The approach is generally expected to be effective as long as the inter-chromosomal interactions that occur are not between maternal and paternal copies of the same chromosome, he added.
In preliminary experiments done for the current study, the team demonstrated that such interactions between homologous versions of the same chromosome occur relatively infrequently compared to intrachromosome interactions.
Rather, when the researchers applied the method to cells from an embryonic stem cell line from a hybrid mouse — the offspring of two inbred parental lines with well-characterized genome sequences and haplotype profiles — they found that most interactions occurred within chromosomes.
"From a low-resolution perspective, each chromosome occupies its own space in the nucleus," Selvaraj noted. "So when you do proximal ligation, fragments within a particular chromosome are actually interacting — in other words, they're spatially closer.
"The probability of a particular fragment from one chromosome [ligating] to another chromosome is extremely small," he said. "Therefore, most of the data is actually within a particular chromosome."
Meanwhile, the team generated haplotype blocks stretching across mouse chromosomes by analyzing Hi-C sequence data for the same hybrid mouse line using a slightly modified version of HapCUT software designed to build haplotype blocks from mate-pair sequence data.
Along each of the mouse chromosomes, at least 95 percent of the heterozygous variants fell into that chromosome's main haplotype block, making it possible to phase the variants with more than 99 percent accuracy.
Even so, Selvaraj noted that the mouse genome in question contained a relatively robust representation of high-density, heterozygous SNPs, making it easier to predict haplotype patterns than it was in a human lymphoblastoid cell line that the team sequenced to 17-fold coverage with Hi-C libraries in subsequent experiments.
In an effort to flesh out the haplotype profiles for the human sample, he and his colleagues bolstered local phasing predictions with a tool called Beagle and linkage disequilibrium data from the 1000 Genomes Project.
With that approach, the researchers phased some 81 percent of alleles in the human genome with around 98 percent accuracy, according to comparisons with existing phasing information for the individual, who was sequenced as part of a parent-child trio for the 1000 Genomes Project.

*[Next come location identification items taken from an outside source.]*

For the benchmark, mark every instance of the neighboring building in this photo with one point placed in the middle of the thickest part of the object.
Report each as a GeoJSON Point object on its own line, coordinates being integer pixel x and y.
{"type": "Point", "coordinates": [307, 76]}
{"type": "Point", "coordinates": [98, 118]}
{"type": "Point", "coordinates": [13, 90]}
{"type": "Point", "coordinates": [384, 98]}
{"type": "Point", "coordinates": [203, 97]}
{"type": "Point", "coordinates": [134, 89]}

"We use this [HaploSeq] technology to build an initial haplotype graph and then we try to use traditional linkage disequilibrium methods to fill in what we call gaps," Selvaraj said. "But essentially, we tried to predict the haplotypes for most SNPs in the genome."
Though the current proof-of-principle study was done using Illumina's HiSeq 2000, Selvaraj said the approach should be compatible with any high-throughput sequencing instrument that can perform paired-end sequencing.
In particular, he noted that longer reads spanning stretches of sequence between heterozygous SNPs in the human genome may be especially helpful when phasing variants.
In its current form, the HaploSeq approach appears to work quite well on genomes sequenced to between 25- and 30-fold depth, study authors noted. "[Twenty-five- to thirty-fold] usable coverage with 100 [base] paired-end reads is sufficient to achieve chromosome-spanning haplotypes with [around 20 to 30 percent] resolution … and allow accurate local conditional phasing using HaploSeq analysis," they wrote.
While the cost of the method is difficult to pin down precisely, Selvaraj estimated that it adds a couple thousand dollars to the cost of sequencing a human genome at that depth with typical Illumina sequencing — in part due to manual steps currently required for the Hi-C library preparation.
Going forward, he noted that it may be possible to streamline that protocol so that it requires fewer manual steps. At the moment, though, he said the technology is "working very reasonably at a very low cost."
Members of the team have filed a patent related to some aspects of the HaploSeq strategy.